If molecule-based analysis is selected, then Molecule A1 would need to be explicitly defined but DL_ANALYSER will determine cluster members based on the distances between the centres of gravity of the molecules (diagram on the right).
Warning
Remember to change the cutoff value when switching from atom-based to molecule-based analysis. A larger cutoff is usually used for the latter since molecules are now reduced to a point. However, the cutoff cannot be too large. Otherwise, two molecules can be mis-identified as a cluster, with a third different molecule straddle between the molecules.
Example: mefenamic acid solution
Mefenamic acid is a nonsteroidal anti-inflammatory drug to treat pain. The drug is soluble in ethanol and insoluble in water.
Two independant sets of MD simulations have been carried out using DL_POLY, each of which consists of 40 mefenamic acid molecules solvated in the respective solvent molecules. The simulation box size is about 60 x 60 x 60 angstroms.
There is a total of 19,176 atoms with ethanol solvent, and a total of 21,765 atoms with water solvent.
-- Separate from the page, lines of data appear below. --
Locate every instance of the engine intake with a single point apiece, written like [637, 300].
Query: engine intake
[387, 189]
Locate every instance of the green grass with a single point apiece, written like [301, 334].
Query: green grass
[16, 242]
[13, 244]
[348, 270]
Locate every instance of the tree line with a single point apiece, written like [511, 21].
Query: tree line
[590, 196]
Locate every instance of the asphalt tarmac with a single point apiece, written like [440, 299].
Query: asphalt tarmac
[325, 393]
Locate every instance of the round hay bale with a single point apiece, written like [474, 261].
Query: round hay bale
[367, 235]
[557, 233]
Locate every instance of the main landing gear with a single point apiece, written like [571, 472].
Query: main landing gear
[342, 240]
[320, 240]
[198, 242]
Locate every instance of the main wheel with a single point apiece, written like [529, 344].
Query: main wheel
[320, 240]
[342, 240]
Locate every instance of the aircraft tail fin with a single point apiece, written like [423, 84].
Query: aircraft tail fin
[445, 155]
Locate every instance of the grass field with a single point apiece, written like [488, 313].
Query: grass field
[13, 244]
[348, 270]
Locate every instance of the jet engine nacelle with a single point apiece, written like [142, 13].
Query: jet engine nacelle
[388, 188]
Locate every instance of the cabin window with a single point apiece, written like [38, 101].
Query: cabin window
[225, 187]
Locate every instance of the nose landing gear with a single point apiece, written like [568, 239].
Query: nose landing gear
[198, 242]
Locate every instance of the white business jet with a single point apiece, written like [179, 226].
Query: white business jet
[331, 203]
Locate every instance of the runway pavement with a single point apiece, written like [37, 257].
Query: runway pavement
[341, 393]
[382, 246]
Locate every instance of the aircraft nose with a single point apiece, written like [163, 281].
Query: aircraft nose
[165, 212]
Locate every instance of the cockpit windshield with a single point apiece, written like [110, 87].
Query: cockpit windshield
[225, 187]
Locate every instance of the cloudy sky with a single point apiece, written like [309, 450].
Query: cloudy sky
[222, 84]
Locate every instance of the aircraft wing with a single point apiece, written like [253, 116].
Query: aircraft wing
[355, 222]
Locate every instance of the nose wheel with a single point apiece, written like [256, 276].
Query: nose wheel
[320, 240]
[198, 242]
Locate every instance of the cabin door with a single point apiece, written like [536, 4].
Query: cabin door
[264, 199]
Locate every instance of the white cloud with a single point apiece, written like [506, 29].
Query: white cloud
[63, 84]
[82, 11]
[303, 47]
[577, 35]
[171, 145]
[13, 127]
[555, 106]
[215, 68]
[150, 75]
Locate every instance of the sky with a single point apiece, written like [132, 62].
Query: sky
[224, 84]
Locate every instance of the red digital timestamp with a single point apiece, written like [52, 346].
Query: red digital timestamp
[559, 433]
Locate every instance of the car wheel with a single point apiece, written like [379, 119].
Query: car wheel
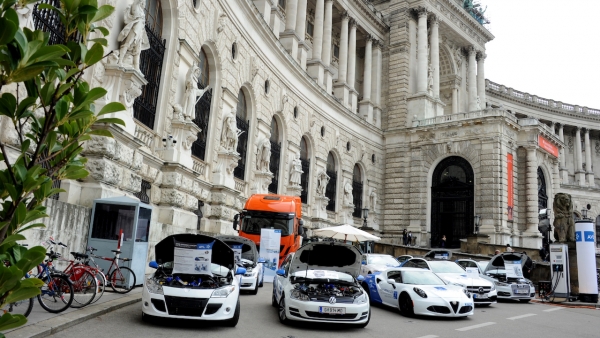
[236, 316]
[282, 312]
[406, 306]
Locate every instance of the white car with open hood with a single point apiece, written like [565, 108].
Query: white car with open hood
[194, 279]
[320, 283]
[246, 256]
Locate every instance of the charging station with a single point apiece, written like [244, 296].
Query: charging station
[561, 282]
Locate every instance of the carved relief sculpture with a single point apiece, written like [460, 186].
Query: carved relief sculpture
[296, 170]
[192, 93]
[133, 38]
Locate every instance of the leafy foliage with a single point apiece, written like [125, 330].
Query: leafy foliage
[51, 109]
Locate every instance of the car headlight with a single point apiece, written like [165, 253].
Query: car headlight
[361, 299]
[223, 292]
[420, 292]
[153, 286]
[298, 295]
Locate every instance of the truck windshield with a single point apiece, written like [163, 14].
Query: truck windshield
[253, 221]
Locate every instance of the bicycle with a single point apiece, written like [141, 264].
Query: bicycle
[120, 278]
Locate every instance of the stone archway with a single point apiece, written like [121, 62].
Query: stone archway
[452, 201]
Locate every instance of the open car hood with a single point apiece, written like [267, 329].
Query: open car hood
[249, 251]
[332, 256]
[222, 254]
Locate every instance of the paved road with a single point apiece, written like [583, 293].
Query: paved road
[259, 319]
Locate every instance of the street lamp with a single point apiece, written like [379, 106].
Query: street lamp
[477, 224]
[365, 215]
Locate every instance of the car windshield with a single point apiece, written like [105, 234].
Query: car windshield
[422, 277]
[446, 267]
[382, 260]
[254, 221]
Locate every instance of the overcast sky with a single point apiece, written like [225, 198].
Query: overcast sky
[550, 48]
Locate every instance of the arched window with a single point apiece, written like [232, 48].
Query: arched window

In both models, atom indices 1 to 1320 are the mefenamic acid molecules and the rest (1321 onwards) being the solvents. The models were setup by using DL_FIELD.
The DL_POLY HISTORY files were analysed by using the control options as shown.
--- Atom Range Definition and overall conditions for analysis as below.
1 1320 * Range of atom index (Group A). This must always define.
none * Range of atom index (Group B), if applicable. Or put 'none'.
1 * Analysis type: 1=atom-based 2 = molecule-base
3 * Atom-based analysis criteria: 1=all 2=only atoms within molecules 3=only atoms between molecules
none * Molecule-base analysis: name and no of atoms per molecule in Group A (MOLECULE A1)
..
..
auto * Periodic boundary? 0=no, other number = type of box (DLPOLY), auto = obtain from HISTORY
40.0 0.000 0.0000 * Cell vector a (x, y, z)
0.000 40.0 0.00000 * Cell vector b (x, y, z)
0.0 0.000 40.0 * Cell vector c (x, y, z)
..
..
--- Structural analysis
1 * Activate analysis (1=yes 0=no)
test.out * Output file
5 * Number of every configuration to skip
..
..
0 * Radius of gyration (1=yes, 0=no)
0 * Asphericity (1=yes, 0=no)
1 3.5 * Cluster analysis (1=yes, 0=no), cutoff
0 C20 A1 * Cluster index. (1=yes, 0=no) cutoff atom_label molecule_label
0 * System density (1=yes, 0=no)
..
..
Graph below shows the average cluster size variation with respect to MD simulation time.
For mefenamic acid in ethanol, the clusters were loosely aggregated, and constantly forming and breaking apart. This is due to the comparable favour interactions with both solvents and solutes.
For mefenamic acid in water, the solutes prefer to interact with one another and less favourable to interact with the water solvent. Hence, the organic clusters grow in general with respect to time. Flat lines indicate that once clusters are formed, they do not easily break apart.
Graph below indicates distribution of cluster sizes identified throughout the whole simulations.
Here, mefenamic acids in ethanol form dimeric structures most of the time and there is a spread of cluster sizes that loosely interact with one another. In the case of mefenamic acid in water, clusters are stable and can fuse with one another to form bigger sizes.
Finally, below shows atomic configurations of the simulation models (solvent molecules excluded for clarity purposes).
Diagrams on the left and middle indicate the mefenamic acid configurations in water at the beginning (0 ns) and at MD time = 4.5 ns. Note the molecules aggregated to form two large clusters.
Diagram on right indicates mefenamic acids in ethanol only form small aggregates.